An AI-generated image inspired by Johannes Vermeer’s Girl With A Pearl Earring at the Mauritshuis Museum in the Netherlands. PHOTO: AFP

SAN FRANCISCO – Artists outraged by artificial intelligence (AI) that copies in seconds the styles they have sacrificed years to develop are waging battle online and in court.

Fury erupted in the art community last year with the release of generative AI programs that can convincingly carry out commands such as drawing a dog like cartoonist Sarah Andersen would, or a nymph in the style of illustrator Karla Ortiz.

Such style-swiping AI works are cranked out without the original artist’s consent, credit or compensation – the three Cs at the heart of a fight to change all that.

In January, artists including Andersen and Ortiz filed a class-action lawsuit against DreamUp, Midjourney and Stable Diffusion, three image-generating AI models programmed with art found online.

Andersen told AFP she felt “violated” when she saw an AI drawing that copied the style of her Fangs comic-book work.

She fired off an indignant reaction on Twitter. It went viral and other incensed artists reached out to her with stories of their own.
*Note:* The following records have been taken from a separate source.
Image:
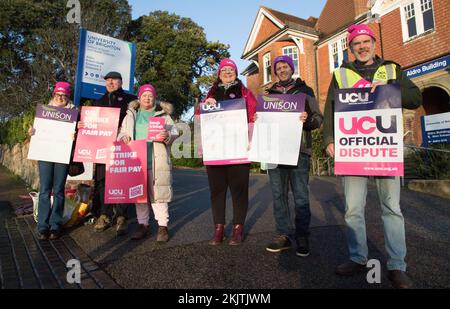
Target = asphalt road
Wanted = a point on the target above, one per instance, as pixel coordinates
(188, 262)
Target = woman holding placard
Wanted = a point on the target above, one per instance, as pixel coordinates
(52, 178)
(236, 177)
(135, 126)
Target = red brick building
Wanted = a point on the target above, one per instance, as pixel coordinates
(413, 33)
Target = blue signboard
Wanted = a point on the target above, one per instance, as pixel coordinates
(99, 54)
(432, 66)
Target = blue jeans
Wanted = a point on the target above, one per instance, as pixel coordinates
(394, 226)
(52, 178)
(298, 179)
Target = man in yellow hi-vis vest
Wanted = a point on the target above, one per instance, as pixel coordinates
(368, 70)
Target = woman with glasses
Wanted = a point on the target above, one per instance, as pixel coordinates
(52, 178)
(236, 177)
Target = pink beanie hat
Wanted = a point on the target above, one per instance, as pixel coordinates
(62, 87)
(356, 30)
(227, 63)
(145, 88)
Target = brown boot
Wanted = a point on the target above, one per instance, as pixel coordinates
(141, 232)
(399, 279)
(218, 235)
(102, 223)
(121, 228)
(350, 268)
(163, 234)
(238, 235)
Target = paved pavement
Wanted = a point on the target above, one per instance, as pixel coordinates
(187, 261)
(26, 262)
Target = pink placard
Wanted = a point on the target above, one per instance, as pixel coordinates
(126, 173)
(155, 126)
(93, 141)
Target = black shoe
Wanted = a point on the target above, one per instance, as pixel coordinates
(280, 243)
(302, 246)
(42, 235)
(54, 235)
Backers of the suit hope to establish legal precedent governing generative AI models that copy artists’ styles.

Artists want AI creators to be required to secure permission for works used in training software, with an option to remove it.

They also want suitable compensation. “There is room for a conversation about what that would look like,” said Ortiz.

Compensation could take the form of a licensing model, she suggested, and would need to be appropriate.

It would be wrong for artists to “get a couple of cents while the company gets millions” of dollars, added Ortiz, whose resume includes working for Marvel Studios.

Cheap and easy

On social networks, artists are sharing tales of jobs being lost to generative AI.

The suit notes that a video-game designer named Jason Allen last year won a Colorado State Fair competition with art created using Midjourney.

“Art is dead, dude. It’s over. AI won. Humans lost,” Allen was quoted as telling The New York Times.

The Mauritshuis Museum in the Netherlands sparked controversy by displaying an AI-generated image inspired by Dutch painter Johannes Vermeer’s 1665 work Girl With A Pearl Earring.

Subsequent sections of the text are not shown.